Mrs C complained that the practice failed to refer Mr A to a specialist consultant within a reasonable time, failed to diagnose the blood clots he developed and that the communication and support was not reasonable. In relation to her complaint about the care provided by GPs when Mr A was a patient at the second hospital, Mrs C said she had concerns about prescription of medication and that Mr A was unresponsive for an unreasonable length of time.

After taking independent advice from one of our medical advisers, we found it was unlikely that Mr A would have had bowel cancer symptoms until around 18 months before his diagnosis, and there was no evidence that his medical problems were not reasonably assessed and dealt with. However, the medical adviser said that Mr A should have been referred urgently to hospital at one point in light of his warning symptoms and we upheld this complaint. We found that the practice's management of Mr A in relation to his blood clots was reasonable. We upheld the complaint about end of life care, as our adviser said that while it was not the sole responsibility of the GP to have such discussions with patients, they should ensure it was done within a reasonable time.

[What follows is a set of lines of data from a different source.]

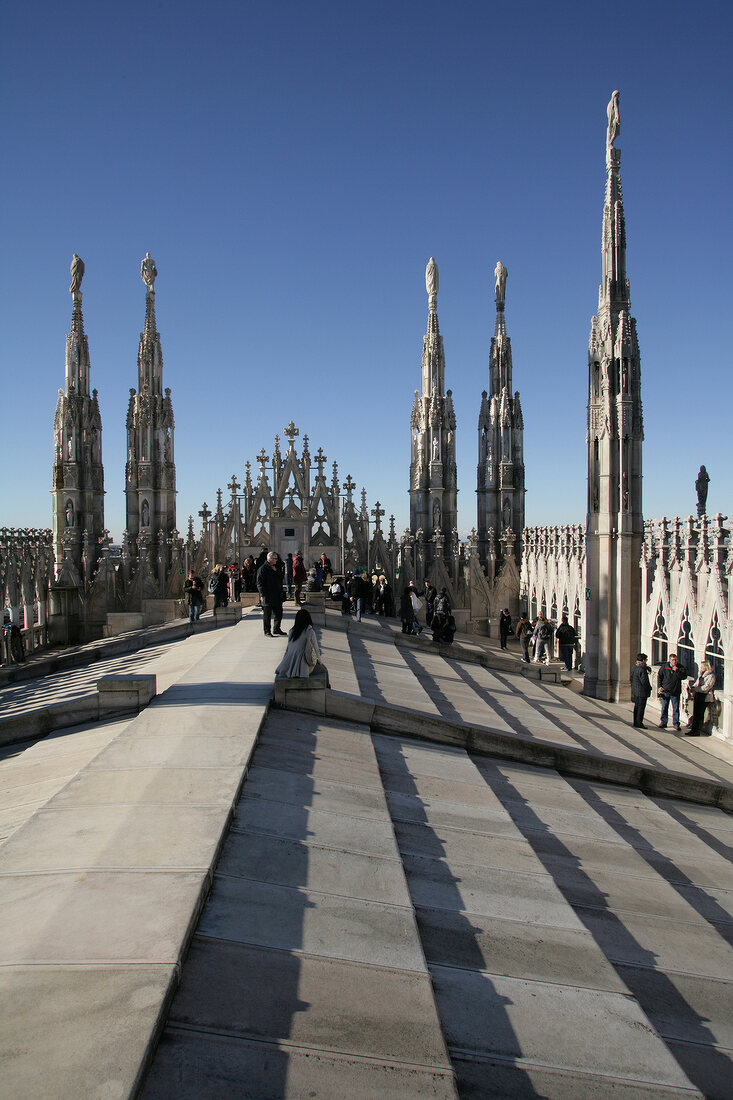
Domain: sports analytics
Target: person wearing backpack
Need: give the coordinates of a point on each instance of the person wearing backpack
(504, 627)
(440, 615)
(544, 633)
(566, 640)
(524, 633)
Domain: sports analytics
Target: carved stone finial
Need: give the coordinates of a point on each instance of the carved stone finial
(431, 282)
(701, 486)
(149, 272)
(500, 284)
(614, 129)
(77, 275)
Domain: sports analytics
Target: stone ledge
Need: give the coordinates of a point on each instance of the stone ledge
(302, 693)
(122, 694)
(230, 614)
(116, 696)
(398, 722)
(43, 664)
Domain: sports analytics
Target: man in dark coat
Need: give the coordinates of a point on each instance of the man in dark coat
(669, 688)
(641, 690)
(194, 590)
(566, 639)
(270, 586)
(504, 627)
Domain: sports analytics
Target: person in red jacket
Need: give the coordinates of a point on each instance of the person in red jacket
(299, 575)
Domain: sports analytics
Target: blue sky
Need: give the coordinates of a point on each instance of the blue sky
(292, 166)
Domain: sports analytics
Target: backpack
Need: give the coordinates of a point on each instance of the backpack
(441, 605)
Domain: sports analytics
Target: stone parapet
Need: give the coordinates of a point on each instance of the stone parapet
(124, 694)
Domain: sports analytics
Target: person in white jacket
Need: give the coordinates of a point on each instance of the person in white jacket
(303, 656)
(702, 689)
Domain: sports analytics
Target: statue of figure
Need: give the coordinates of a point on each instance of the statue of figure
(149, 272)
(701, 486)
(614, 122)
(431, 278)
(500, 286)
(77, 274)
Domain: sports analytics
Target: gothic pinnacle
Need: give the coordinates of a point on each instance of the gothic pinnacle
(77, 275)
(431, 284)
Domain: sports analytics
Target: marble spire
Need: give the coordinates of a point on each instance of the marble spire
(78, 476)
(500, 473)
(433, 490)
(615, 432)
(150, 471)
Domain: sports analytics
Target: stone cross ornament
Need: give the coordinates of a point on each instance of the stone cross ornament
(500, 284)
(77, 274)
(431, 282)
(149, 273)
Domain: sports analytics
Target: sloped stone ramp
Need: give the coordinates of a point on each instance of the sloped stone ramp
(391, 917)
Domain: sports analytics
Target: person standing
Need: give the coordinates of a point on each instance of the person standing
(703, 693)
(504, 627)
(430, 595)
(524, 633)
(641, 689)
(250, 574)
(441, 612)
(194, 590)
(566, 640)
(270, 586)
(357, 592)
(220, 587)
(299, 575)
(669, 688)
(544, 635)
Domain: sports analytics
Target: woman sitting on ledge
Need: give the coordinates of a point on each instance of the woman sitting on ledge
(302, 657)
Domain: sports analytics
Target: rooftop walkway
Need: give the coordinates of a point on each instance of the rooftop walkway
(216, 899)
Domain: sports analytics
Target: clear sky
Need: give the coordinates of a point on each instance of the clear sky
(293, 165)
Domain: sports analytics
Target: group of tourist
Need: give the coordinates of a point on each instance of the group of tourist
(359, 593)
(670, 678)
(438, 612)
(537, 638)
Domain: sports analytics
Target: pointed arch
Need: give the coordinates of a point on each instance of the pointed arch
(686, 644)
(659, 639)
(714, 652)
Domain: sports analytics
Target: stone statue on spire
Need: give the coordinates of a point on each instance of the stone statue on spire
(431, 282)
(614, 123)
(500, 286)
(149, 273)
(77, 274)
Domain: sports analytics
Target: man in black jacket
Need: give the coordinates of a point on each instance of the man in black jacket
(270, 586)
(566, 639)
(669, 688)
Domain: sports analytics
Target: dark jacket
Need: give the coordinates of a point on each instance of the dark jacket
(356, 587)
(270, 585)
(221, 587)
(670, 680)
(639, 679)
(299, 574)
(566, 635)
(441, 604)
(406, 609)
(194, 590)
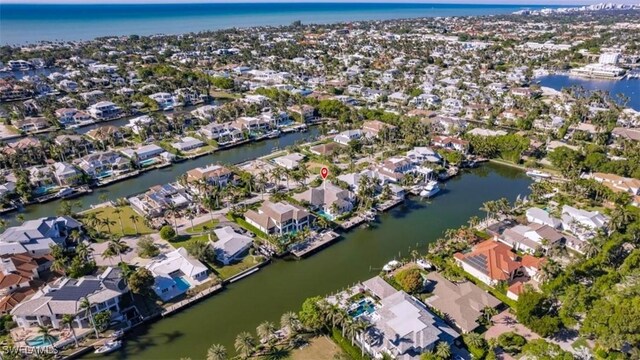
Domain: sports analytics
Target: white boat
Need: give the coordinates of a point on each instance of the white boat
(391, 265)
(64, 192)
(537, 174)
(273, 134)
(430, 189)
(109, 346)
(424, 264)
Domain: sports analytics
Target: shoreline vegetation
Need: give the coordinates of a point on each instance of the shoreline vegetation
(391, 121)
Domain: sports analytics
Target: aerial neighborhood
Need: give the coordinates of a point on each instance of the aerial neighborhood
(140, 175)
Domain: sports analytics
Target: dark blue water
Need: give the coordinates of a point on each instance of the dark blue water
(630, 88)
(27, 23)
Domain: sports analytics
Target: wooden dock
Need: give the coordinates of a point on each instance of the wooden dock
(187, 302)
(311, 246)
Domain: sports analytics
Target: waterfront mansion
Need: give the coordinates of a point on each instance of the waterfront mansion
(64, 297)
(278, 218)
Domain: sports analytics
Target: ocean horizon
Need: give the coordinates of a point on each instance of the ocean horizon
(30, 23)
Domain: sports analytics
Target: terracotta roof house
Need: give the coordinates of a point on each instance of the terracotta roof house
(373, 127)
(213, 174)
(462, 303)
(490, 262)
(278, 218)
(328, 198)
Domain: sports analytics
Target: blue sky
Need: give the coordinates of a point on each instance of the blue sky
(526, 2)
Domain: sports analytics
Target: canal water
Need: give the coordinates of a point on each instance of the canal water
(628, 87)
(283, 285)
(151, 178)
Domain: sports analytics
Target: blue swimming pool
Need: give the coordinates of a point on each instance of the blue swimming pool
(40, 341)
(182, 284)
(147, 162)
(364, 307)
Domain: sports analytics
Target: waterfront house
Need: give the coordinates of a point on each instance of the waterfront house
(164, 100)
(290, 161)
(326, 149)
(530, 238)
(540, 216)
(230, 246)
(214, 131)
(66, 174)
(216, 175)
(401, 326)
(419, 155)
(160, 198)
(103, 164)
(395, 168)
(31, 124)
(143, 153)
(73, 145)
(187, 143)
(345, 137)
(462, 303)
(328, 199)
(20, 276)
(582, 223)
(618, 184)
(450, 143)
(490, 262)
(373, 128)
(36, 236)
(305, 112)
(107, 134)
(278, 218)
(175, 273)
(64, 297)
(105, 110)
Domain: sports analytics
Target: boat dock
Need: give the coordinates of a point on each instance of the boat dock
(311, 246)
(186, 302)
(389, 204)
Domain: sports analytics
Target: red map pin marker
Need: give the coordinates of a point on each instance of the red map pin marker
(324, 172)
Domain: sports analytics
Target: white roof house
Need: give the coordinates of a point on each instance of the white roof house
(175, 272)
(583, 223)
(289, 161)
(63, 297)
(540, 216)
(404, 328)
(36, 236)
(230, 245)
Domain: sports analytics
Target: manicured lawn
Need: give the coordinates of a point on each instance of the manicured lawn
(202, 227)
(319, 348)
(500, 296)
(108, 212)
(225, 272)
(186, 240)
(242, 222)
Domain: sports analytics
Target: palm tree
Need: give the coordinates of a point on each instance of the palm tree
(107, 222)
(115, 247)
(474, 339)
(134, 221)
(290, 322)
(489, 312)
(443, 350)
(83, 250)
(118, 211)
(45, 334)
(217, 352)
(591, 248)
(85, 305)
(59, 265)
(244, 344)
(68, 320)
(266, 332)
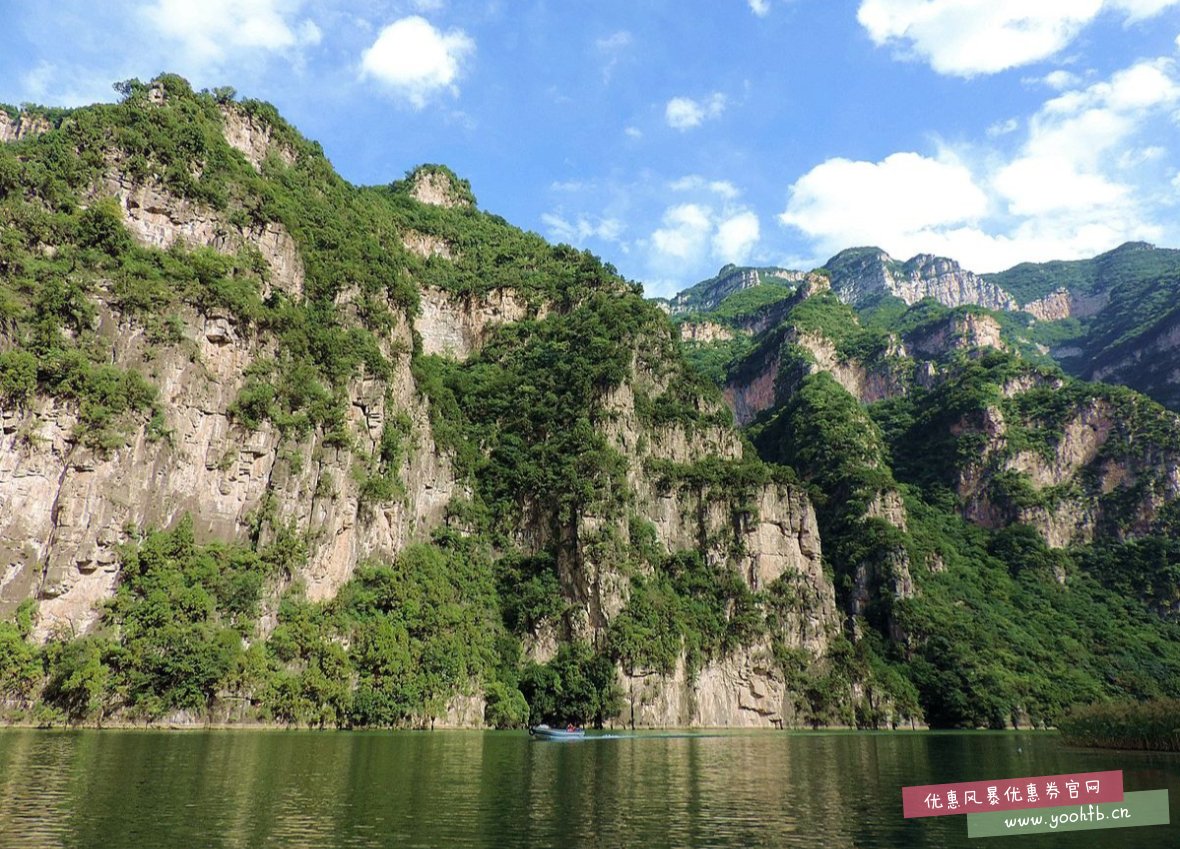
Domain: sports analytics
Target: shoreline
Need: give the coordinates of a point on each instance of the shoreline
(162, 726)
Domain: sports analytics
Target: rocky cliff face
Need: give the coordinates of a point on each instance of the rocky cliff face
(731, 279)
(969, 331)
(457, 326)
(863, 273)
(1069, 482)
(24, 125)
(1062, 304)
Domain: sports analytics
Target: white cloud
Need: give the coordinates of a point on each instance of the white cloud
(684, 234)
(972, 37)
(1061, 79)
(210, 30)
(582, 228)
(615, 41)
(613, 47)
(1076, 184)
(1074, 138)
(695, 182)
(415, 60)
(1003, 128)
(736, 236)
(903, 195)
(684, 112)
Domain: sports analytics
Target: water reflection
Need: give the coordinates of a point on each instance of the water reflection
(294, 789)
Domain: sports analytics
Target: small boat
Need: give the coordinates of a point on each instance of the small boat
(543, 732)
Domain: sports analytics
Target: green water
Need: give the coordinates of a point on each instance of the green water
(467, 789)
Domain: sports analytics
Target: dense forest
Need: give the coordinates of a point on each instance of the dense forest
(943, 618)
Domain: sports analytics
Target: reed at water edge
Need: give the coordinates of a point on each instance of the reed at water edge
(1149, 725)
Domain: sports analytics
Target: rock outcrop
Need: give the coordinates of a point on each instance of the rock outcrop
(864, 273)
(1062, 304)
(158, 219)
(731, 279)
(71, 505)
(745, 690)
(457, 326)
(956, 333)
(436, 188)
(25, 125)
(253, 138)
(705, 332)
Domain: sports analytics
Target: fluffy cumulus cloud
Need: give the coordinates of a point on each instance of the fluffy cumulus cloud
(684, 112)
(209, 31)
(697, 235)
(582, 228)
(897, 202)
(974, 37)
(1079, 180)
(736, 237)
(415, 60)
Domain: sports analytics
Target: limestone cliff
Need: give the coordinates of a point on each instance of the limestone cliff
(863, 273)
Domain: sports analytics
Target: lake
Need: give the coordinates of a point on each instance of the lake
(500, 789)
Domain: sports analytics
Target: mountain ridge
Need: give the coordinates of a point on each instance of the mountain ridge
(284, 449)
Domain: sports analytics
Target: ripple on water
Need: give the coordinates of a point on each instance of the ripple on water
(241, 790)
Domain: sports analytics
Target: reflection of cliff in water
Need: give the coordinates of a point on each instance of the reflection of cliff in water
(238, 790)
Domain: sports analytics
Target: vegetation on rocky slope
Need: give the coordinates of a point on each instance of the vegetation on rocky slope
(941, 619)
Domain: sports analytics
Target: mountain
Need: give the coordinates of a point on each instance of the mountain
(731, 279)
(276, 448)
(1112, 318)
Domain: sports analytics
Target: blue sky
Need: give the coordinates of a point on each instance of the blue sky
(674, 137)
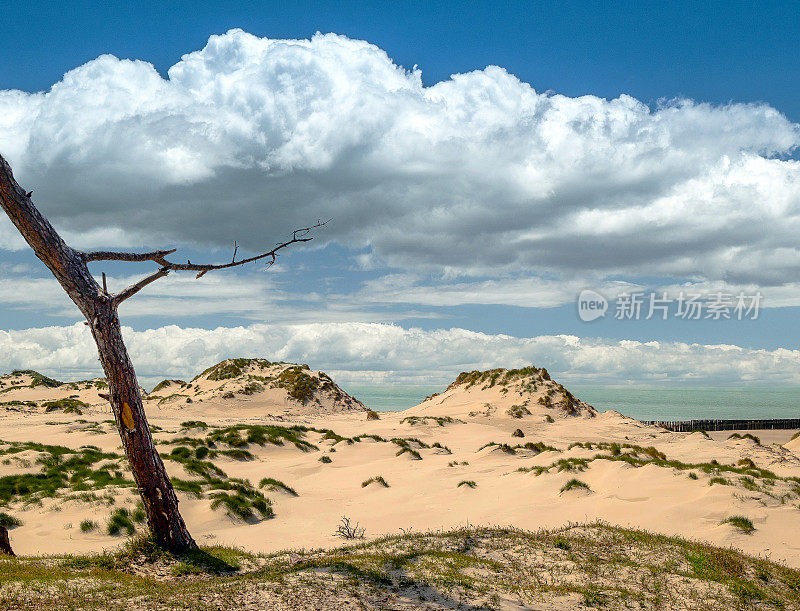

In this case, the practice's failure to coordinate an appropriate end of life care plan compounded Mr A's and his family's distress at what was happening.

Our adviser said that there was a shared responsibility between the practice and the consultant oncologist (a doctor who specialises in treating patients who have cancer) to ensure that Mr A and his wife understood why chemotherapy was stopped. While we found that communication was on the whole reasonable, particularly in relation to stopping all medication and likely timescale of death, the failing around the decision to stop chemotherapy was significant because it meant that later discussions about treatment involved palliative care (care solely to prevent suffering), and we upheld this complaint.

Finally, we did not uphold Mrs C's complaint that medical staff at the second hospital (which was provided by GPs from the practice) failed to provide Mr A with appropriate medical care, as we found that the care and treatment provided in relation to pain relief was reasonable.

Recommendations

We recommended that the practice:

  • review their process for referrals where referral symptoms are present in light of the medical adviser's comments;
  • bring the failures this investigation identified to attention of the relevant staff; and
  • apologise for the failures this investigation identified.